I`m thinking of the way his nose is crooked and beautiful and the birthmark that stains one of his amazing blue eyes. I`m thinking of his calloused hands and how his hangnails assault my soft, small hands when he pulls me closer. These small details are often overlooked by the world, by millions of lovers everywhere. These imperfections are often forgotten in the wake of things that are more pleasurable, more symmetrical, more engaging. But I`m engaged. My goodness, am I engaged by life’s little details, the moments we often forget to thank, the pain that doesn’t always lead to happier times, but that leads to the epiphanies we need to grow.
I can’t find my name on the sign in sheet at the gatehouse on my way out. I am flipping through the pages, unfocused. I am panicked because I want to sign out and leave. People are looking at me. I am tired. I wait an hour to see him in all of his blue jean and facial hair glory. I hear a million voices around us that buzz like flies and I am frustrated and I want quiet. I say I want easy. I say I want different. I forgot to thank my hands that shake but write the date. I forgot that feeling panicked means I am alive. I forgot that people looking at me and me being aware means I`m doing something that scares the shit out of me for someone I love. I forgot to thank slow moving moments for patience. I forgot that I am frustrated because I care and my heart is beating and I am in the presence of heaven and hell all at once when I am at the prison.

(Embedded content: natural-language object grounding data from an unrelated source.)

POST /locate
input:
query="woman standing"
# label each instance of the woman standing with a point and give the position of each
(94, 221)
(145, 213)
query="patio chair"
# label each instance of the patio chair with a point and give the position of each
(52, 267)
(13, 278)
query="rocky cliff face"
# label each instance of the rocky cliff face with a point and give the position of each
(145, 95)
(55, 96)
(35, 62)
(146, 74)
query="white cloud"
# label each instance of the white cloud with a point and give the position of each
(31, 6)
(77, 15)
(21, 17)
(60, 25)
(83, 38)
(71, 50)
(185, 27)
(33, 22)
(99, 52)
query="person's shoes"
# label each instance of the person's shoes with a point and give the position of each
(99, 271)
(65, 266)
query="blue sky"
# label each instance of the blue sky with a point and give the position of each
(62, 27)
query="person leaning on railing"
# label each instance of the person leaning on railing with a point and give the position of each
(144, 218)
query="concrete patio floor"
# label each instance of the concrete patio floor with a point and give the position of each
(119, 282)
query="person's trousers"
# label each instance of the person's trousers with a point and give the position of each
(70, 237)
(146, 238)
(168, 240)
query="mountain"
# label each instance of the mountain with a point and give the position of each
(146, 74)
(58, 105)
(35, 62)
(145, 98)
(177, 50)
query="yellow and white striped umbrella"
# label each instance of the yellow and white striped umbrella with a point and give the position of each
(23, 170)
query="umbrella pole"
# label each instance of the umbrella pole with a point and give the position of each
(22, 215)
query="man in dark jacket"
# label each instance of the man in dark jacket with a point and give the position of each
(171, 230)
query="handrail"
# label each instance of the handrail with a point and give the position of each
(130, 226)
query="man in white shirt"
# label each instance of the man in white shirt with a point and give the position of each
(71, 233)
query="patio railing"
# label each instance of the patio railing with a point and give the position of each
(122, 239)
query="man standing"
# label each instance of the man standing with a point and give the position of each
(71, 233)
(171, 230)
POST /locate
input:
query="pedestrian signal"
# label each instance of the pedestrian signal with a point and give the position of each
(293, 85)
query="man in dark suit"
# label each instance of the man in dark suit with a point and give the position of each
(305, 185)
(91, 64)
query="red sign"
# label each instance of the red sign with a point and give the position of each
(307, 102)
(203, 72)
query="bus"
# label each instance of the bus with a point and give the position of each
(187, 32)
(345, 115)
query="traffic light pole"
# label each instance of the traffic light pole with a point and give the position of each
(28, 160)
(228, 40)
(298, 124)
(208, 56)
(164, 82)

There are so many forgotten thank yous in my life right now. I am uprooting, leaving another place to be closer to another place made of steel doors, barbed wires, gun towers and I`m scared, devastated, not ready. I forgot to thank that fear for driving my decisions, my quest for staying loyal and in love. I am worried and I am thankful because it’s that worry keeps me breathing, moving, focused.I forgot to thank not being ready because who ever is for greatness? I forgot to thank devastation because feeling too much is better than not feeling at all.
It’s Thanksgiving and while I want to say that I am thankful for all the wonderful, random, amazing, supportive people in my life, I also want to say that I am thankful for every difficulty that leads me to a place of grace and healing. I am thankful for the ugly, the painful, the harsh lessons, the distant light that is far but there. I am thankful for prison, this road,and the scars that make a life worth living.